Psychiatric News
- Editor-in-chief: Adrian Preda
- Former editors: Jeffrey Borenstein
- Categories: Psychiatry
- Frequency: Monthly
- Publisher: American Psychiatric Association
- Founded: 1965
- Language: English
- ISSN: 0033-2704 (print) 1559-1255 (web)
- OCLC: 644499095

= Psychiatric News =

Mental health publication

Psychiatric News is the official newspaper of the American Psychiatric Association (APA).

==Description==
Published in print monthly and online daily, Psychiatric News covers clinical and research news, mental health issues that focus on news affecting psychiatry and quality care for patients, and APA's programs.

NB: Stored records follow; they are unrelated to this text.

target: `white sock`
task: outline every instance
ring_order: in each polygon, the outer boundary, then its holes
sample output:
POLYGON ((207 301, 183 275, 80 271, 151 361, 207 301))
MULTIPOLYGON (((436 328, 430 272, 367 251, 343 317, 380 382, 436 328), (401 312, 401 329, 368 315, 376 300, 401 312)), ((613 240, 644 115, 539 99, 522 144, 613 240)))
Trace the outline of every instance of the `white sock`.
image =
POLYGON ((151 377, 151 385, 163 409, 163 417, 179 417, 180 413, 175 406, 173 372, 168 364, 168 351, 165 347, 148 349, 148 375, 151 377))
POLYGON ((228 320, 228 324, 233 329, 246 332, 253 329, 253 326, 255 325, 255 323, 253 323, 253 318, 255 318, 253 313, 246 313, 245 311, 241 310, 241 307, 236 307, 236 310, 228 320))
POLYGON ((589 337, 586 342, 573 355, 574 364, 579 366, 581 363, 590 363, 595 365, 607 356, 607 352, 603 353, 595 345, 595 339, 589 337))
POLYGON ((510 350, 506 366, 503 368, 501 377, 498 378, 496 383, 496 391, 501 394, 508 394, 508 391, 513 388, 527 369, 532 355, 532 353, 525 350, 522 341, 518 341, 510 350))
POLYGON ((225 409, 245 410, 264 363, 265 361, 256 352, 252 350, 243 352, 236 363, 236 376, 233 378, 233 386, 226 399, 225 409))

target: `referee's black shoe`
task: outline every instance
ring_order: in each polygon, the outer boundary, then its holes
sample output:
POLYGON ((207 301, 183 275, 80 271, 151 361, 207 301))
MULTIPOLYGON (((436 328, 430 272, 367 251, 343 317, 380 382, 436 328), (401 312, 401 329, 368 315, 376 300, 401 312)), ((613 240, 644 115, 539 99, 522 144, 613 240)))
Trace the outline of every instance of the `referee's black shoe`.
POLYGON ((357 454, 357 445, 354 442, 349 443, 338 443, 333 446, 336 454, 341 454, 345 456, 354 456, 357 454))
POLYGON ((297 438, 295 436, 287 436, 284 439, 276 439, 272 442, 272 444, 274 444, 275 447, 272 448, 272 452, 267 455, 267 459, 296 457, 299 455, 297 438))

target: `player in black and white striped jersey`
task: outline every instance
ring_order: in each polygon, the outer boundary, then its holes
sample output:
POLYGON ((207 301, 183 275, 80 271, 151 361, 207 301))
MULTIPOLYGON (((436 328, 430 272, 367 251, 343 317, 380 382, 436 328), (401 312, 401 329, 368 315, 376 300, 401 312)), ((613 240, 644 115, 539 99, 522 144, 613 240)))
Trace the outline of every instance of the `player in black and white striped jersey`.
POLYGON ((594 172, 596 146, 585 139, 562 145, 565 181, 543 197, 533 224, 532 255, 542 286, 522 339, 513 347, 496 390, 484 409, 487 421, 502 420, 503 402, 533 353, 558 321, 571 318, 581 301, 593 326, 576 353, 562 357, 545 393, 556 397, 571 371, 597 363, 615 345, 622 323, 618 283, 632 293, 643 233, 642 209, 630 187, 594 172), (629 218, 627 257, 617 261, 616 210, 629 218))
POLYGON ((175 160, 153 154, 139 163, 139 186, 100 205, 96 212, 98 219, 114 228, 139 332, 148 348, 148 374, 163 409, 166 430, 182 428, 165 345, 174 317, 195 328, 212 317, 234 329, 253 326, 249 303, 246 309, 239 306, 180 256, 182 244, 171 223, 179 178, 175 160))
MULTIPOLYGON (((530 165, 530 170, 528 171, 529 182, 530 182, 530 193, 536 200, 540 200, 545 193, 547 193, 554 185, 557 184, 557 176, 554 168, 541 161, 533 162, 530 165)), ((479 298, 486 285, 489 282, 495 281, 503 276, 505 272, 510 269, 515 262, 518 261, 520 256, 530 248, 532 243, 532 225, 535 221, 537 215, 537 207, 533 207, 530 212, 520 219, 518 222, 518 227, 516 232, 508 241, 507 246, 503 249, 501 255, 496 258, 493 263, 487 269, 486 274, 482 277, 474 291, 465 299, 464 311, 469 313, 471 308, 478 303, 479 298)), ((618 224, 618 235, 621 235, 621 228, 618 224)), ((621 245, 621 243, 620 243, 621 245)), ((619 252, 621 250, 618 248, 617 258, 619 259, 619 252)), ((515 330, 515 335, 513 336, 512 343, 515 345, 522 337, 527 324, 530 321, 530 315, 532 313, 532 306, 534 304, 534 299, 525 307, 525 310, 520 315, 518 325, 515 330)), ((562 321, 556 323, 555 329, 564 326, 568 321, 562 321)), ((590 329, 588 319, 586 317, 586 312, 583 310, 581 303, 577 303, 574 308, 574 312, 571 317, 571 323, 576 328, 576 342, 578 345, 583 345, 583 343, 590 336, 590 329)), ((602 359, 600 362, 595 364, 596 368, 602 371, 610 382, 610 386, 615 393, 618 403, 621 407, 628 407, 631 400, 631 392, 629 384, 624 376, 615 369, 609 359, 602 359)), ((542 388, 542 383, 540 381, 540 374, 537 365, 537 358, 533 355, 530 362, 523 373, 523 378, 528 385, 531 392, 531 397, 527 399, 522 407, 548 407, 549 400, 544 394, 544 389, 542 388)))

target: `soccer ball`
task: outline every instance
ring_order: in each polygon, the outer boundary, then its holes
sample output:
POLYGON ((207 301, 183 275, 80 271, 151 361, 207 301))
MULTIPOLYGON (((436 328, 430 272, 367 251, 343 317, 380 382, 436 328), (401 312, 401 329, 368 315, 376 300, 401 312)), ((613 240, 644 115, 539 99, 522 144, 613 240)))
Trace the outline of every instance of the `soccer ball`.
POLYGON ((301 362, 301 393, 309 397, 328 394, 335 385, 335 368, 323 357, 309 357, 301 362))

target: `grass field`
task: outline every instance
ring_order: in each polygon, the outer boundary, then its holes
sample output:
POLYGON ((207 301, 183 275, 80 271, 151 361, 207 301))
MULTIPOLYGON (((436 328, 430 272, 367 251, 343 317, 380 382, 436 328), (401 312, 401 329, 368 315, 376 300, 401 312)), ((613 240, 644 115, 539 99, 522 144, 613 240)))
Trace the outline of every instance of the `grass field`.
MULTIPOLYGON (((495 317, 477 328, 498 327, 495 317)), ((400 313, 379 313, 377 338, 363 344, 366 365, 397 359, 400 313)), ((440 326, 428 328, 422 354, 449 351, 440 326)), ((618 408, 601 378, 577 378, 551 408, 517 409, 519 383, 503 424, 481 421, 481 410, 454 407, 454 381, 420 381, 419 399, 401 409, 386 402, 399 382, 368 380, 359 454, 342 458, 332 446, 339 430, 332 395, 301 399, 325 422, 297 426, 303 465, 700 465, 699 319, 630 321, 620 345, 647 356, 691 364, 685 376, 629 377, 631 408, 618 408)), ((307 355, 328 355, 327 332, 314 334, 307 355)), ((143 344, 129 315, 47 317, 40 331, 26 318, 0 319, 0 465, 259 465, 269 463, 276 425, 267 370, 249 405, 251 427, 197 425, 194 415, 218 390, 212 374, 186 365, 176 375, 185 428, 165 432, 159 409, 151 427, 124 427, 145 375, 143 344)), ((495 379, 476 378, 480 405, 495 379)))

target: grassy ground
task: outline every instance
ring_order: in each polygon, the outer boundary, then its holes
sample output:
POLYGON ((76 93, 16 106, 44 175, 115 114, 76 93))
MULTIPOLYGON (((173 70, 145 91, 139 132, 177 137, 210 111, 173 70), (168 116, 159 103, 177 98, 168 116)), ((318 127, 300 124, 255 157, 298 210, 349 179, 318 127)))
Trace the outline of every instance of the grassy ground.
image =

Psychiatric News "is intended to provide the primary and most trusted information for APA members, other physicians and health professionals, and the public about developments in the field of psychiatry that impact clinical care and professional practice."

The New York Times has cited Psychiatric News variously as "the trade paper", "the journal of the American Psychiatric Association", "the newsletter of the American Psychiatric Association", "published by the American Psychiatric Association", and "meant for professional readers".

==History==
The pilot issue was published in September 1965 with Robert L. Robinson as editor-in-chief. The newspaper was published monthly through 1969, twice monthly from 1970 through November 2020, and has been appearing monthly again since December 2020.

In December 2023, the APA named Adrian Preda as editor-in-chief of Psychiatric News.